1962418 - Add JetStream3 to our PGO training set

Assignee

Description

•

11 months ago

I was looking at our PGO training set [1] and noticed that there is not any wasm content in it. Unless I'm missing it somewhere, it'd be really nice to add some.

Probably the best way to get this content would be to run the latest version of JetStream3, which is one of the better wasm benchmarks. We got some support for JetStream3 in bug 1943365, but it looks like the actual code is not in-tree, so I'm not sure how easy it is to get running with the PGO setup.

[1] https://searchfox.org/mozilla-central/rev/04a2c5317c0af560ed1689304498416c9c6c485a/build/pgo/index.html#8

Ryan Hunt [:rhunt]

Assignee

Updated

•

11 months ago

Updated

•

11 months ago

Updated

•

11 months ago

Priority: -- → P3

Greg Mierzwinski [:sparky]

Comment 1

•

11 months ago

We would need to add it in-tree like we did for sp3 (https://phabricator.services.mozilla.com/D194040). The benchmark perf tests should also be changed to use the in-tree version instead.

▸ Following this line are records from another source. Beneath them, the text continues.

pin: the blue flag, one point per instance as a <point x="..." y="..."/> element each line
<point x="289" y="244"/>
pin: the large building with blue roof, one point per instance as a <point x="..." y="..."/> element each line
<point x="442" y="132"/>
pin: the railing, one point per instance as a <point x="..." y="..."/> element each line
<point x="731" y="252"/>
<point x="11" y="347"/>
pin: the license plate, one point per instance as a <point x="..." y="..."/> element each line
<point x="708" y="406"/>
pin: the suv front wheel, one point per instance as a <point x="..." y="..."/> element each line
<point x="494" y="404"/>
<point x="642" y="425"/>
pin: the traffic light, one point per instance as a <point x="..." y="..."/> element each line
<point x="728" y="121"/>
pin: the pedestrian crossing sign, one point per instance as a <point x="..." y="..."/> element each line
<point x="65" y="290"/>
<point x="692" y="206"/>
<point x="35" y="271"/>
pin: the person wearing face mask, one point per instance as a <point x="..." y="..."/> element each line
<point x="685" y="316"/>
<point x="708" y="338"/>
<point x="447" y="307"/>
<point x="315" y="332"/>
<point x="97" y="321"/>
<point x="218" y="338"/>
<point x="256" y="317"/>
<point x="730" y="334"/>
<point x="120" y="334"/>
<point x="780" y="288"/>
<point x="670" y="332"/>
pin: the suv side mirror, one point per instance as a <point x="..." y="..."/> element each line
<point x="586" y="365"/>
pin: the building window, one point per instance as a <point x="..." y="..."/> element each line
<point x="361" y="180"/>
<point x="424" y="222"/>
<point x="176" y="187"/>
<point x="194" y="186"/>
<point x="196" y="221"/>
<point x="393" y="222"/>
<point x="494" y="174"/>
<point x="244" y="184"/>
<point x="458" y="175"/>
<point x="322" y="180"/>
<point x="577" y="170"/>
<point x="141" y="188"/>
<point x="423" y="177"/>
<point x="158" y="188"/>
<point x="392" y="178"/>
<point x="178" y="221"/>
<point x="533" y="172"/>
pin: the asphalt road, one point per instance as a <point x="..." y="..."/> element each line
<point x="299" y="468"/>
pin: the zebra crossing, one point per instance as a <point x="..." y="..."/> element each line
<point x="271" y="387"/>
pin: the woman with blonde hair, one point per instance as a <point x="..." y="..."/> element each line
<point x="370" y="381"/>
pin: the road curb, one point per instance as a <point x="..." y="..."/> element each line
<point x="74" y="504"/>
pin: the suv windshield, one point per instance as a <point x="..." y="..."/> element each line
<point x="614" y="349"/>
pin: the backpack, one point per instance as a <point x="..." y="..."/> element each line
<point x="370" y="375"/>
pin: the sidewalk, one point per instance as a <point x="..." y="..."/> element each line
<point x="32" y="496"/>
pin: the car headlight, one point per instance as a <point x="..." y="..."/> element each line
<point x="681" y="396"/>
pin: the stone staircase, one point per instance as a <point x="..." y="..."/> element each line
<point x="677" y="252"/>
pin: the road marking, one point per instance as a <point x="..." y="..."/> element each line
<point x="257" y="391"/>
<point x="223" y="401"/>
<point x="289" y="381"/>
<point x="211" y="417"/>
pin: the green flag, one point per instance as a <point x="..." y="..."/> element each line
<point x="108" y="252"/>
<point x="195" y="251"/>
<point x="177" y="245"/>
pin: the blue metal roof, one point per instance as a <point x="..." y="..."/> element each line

Isn't js3 still in active development though? It seems like it would be better to wait for it to stabilize, but perf engineers may be able to answer that.

Iain Ireland [:iain]

Comment 2

•

11 months ago

Jetstream 3 is still in development, but it's already arguably the best wasm benchmark available, so it might be worth adding early. My understanding, validated on matrix, is that once we've got a vendored copy, mach vendor makes it easy for us to pull in changes from upstream.

Another benefit is that it would make it very clear which version of JS3 we're running in CI, which is good because there's been some confusion about that (see eg bug 1954124).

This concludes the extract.